In a matter of minutes they were out the other side and speeding through a patchwork landscape of maize fields and rice paddies. Dovecotes and palm groves drifted by, irrigation canals, strange twisted outcrops of rock until at last they came into a village of densely packed mud-brick houses. Zahir slowed and swung left through an open gateway, coming to a halt in a yard hemmed in by high mud walls topped with palm fronds. He tooted the horn and cut the engine.
‘Alex’s house?’ asked Freya, trying to match the yard and attached, ramshackle dwelling with the descriptions in her sister’s letters.
‘My house,’ said Zahir, opening the door and getting out. ‘We drink tea.’

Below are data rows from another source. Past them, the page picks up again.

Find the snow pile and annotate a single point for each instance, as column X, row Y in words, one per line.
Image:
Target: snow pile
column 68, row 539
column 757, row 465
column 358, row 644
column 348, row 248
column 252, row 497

Freya had no desire whatsoever to drink tea, but she sensed it would be impolite to refuse – Alex’s letters had made much of the importance Egyptians attached to hospitality. Tired as she was, she grabbed her knapsack and alighted as well.
Zahir led her into the building and along a corridor – dark and cool, smells of smoke and cooking oil – and into a gloomy, high-ceilinged room with pale blue walls and a mat-covered floor. Other than a cushioned bench along one of the walls and a television sitting on a table in the far corner, the space was empty. He waved her onto the bench, shouted something towards the back of the house and squatted down on the floor in front of her, his djellaba riding up to reveal white Nike trainers. Silence.
‘I hear you worked with Alex?’ she said eventually, Zahir showing no sign of starting a conversation. He grumbled an affirmative.
‘In the desert?’
He shrugged as if to say ‘where else?’
‘Doing what?’
Another shrug.
‘We drive. Far. Out to Gilf Kebir. Long way.’
He flicked his eyes up at her and then away, cricking his neck and brushing at something on his djellaba. She wanted to ask him more: about Alex’s life here, her illness, her last days, anything he knew about her, everything, desperate to gather in whatever tiny fragments of her sister she could. She held back, however, sensing that he wasn’t going to be particularly forthcoming. Molly Kiernan had warned her he was surly, but it felt like more than that. Almost antagonistic. She wondered if Alex had told him what had happened between them, why they hadn’t spoken for so long.